Order DateTime, then group by Date (ignoring Time) + other field

As discussed this is gaps/islands problem which just requires isolating the additional distinct groups, using a running count and subtracting a count partitioned by each group of rows:

with grp as (
    select Convert(date, [date]) [Date], operation, [count], 
        Row_Number() over(order by [date]) 
        - Row_Number() over(partition by operation, Convert(date, [date]) order by date) gp
    from t
)
select date, operation, Sum([count]) [Count]
from grp
group by [date], operation, gp
order by [date] desc, gp desc

DB Fiddle

I'd probably wind up using a CTE (there's probably a way to do it similar to how you've already tried though).
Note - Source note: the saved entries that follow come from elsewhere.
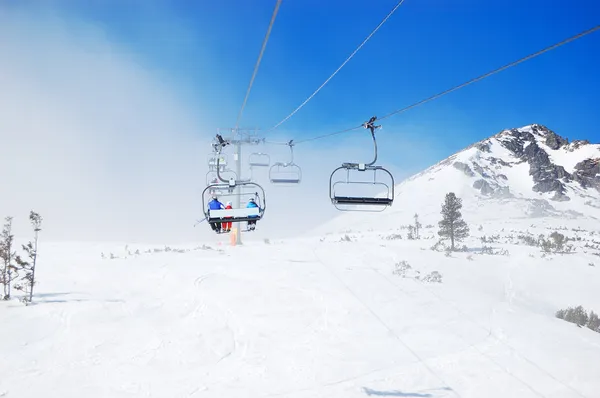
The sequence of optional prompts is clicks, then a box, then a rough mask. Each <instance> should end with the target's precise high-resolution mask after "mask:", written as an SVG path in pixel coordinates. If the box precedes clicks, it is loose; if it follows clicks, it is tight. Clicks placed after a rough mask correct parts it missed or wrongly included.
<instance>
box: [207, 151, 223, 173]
mask: <svg viewBox="0 0 600 398" xmlns="http://www.w3.org/2000/svg"><path fill="white" fill-rule="evenodd" d="M217 165H218V167H219V168H220V169H221V170H224V169H225V168H226V167H227V155H225V154H222V153H214V152H213V153H211V154H210V155H208V167H209V170H216V169H217Z"/></svg>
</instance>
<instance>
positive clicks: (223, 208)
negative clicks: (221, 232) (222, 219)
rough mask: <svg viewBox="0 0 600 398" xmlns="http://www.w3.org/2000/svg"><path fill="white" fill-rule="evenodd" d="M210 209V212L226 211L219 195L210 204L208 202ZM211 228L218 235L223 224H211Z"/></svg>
mask: <svg viewBox="0 0 600 398" xmlns="http://www.w3.org/2000/svg"><path fill="white" fill-rule="evenodd" d="M208 208H209V209H210V210H220V209H224V208H225V206H223V203H221V202H219V199H218V198H217V195H213V199H212V200H211V201H210V202H208ZM210 227H211V228H212V229H213V231H215V232H216V233H219V232H221V223H220V222H211V223H210Z"/></svg>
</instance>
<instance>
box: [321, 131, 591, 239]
mask: <svg viewBox="0 0 600 398" xmlns="http://www.w3.org/2000/svg"><path fill="white" fill-rule="evenodd" d="M394 189H395V195H394V196H395V198H394V204H393V205H392V207H391V208H388V209H386V210H385V211H383V212H381V213H379V215H380V216H381V217H379V215H376V216H373V214H372V213H367V214H366V215H365V213H363V212H349V213H344V214H342V215H340V217H337V218H335V219H334V220H332V221H331V222H329V223H327V224H324V225H323V226H322V228H318V229H317V230H318V231H327V232H333V231H332V230H331V229H332V228H333V229H336V230H339V229H340V228H342V229H343V228H347V227H349V226H351V225H357V224H361V225H364V226H368V227H369V228H373V227H374V226H378V227H379V228H381V227H389V228H393V227H394V226H395V225H397V224H398V222H410V219H411V218H412V216H413V215H414V214H415V213H418V214H419V216H420V217H423V218H422V222H430V223H437V221H438V219H439V211H440V206H441V203H442V201H443V199H444V196H445V194H446V193H448V192H454V193H455V194H456V195H457V196H458V197H460V198H462V199H463V213H464V214H465V215H467V216H468V217H469V218H470V219H471V220H478V222H482V223H485V222H491V221H494V222H496V221H501V220H503V219H504V218H518V219H521V218H539V217H559V218H561V219H582V218H583V219H587V220H588V221H591V220H600V144H592V143H590V141H589V140H585V139H583V140H582V139H576V140H573V141H569V140H568V139H567V138H565V137H563V136H561V135H559V134H557V133H556V132H554V131H552V130H550V129H549V128H547V127H546V126H544V125H541V124H530V125H526V126H523V127H518V128H509V129H504V130H501V131H500V132H497V133H495V134H493V135H490V136H488V137H487V138H485V139H482V140H479V141H477V142H474V143H472V144H470V145H469V146H467V147H465V148H464V149H462V150H460V151H458V152H456V153H454V154H452V155H450V156H449V157H447V158H445V159H443V160H441V161H439V162H437V163H435V164H433V165H431V166H430V167H428V168H426V169H424V170H423V171H421V172H419V173H416V174H414V175H412V176H410V177H408V178H406V179H405V180H403V181H401V182H400V183H398V184H396V185H395V187H394ZM596 222H597V221H596Z"/></svg>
Something along the lines of:

WITH x AS(
    SELECT CAST([Date] AS DATE) [Date],
           Operation,
           SUM(t.[Count]) as [Count]
    FROM [MyTable]
    GROUP BY CAST([Date] AS DATE),
             Operation )
SELECT x.[Date], 
       x.Operation,
       x.[Count]
FROM x AS x
ORDER BY x.[Date] desc,
         x.Operation;

Although; if you're going down the route of wanting to show something like:

X calls came before Y visits, then there were another z calls before the end of the day.

Then you'll need something more custom, like the solutions that were linked in in the comments.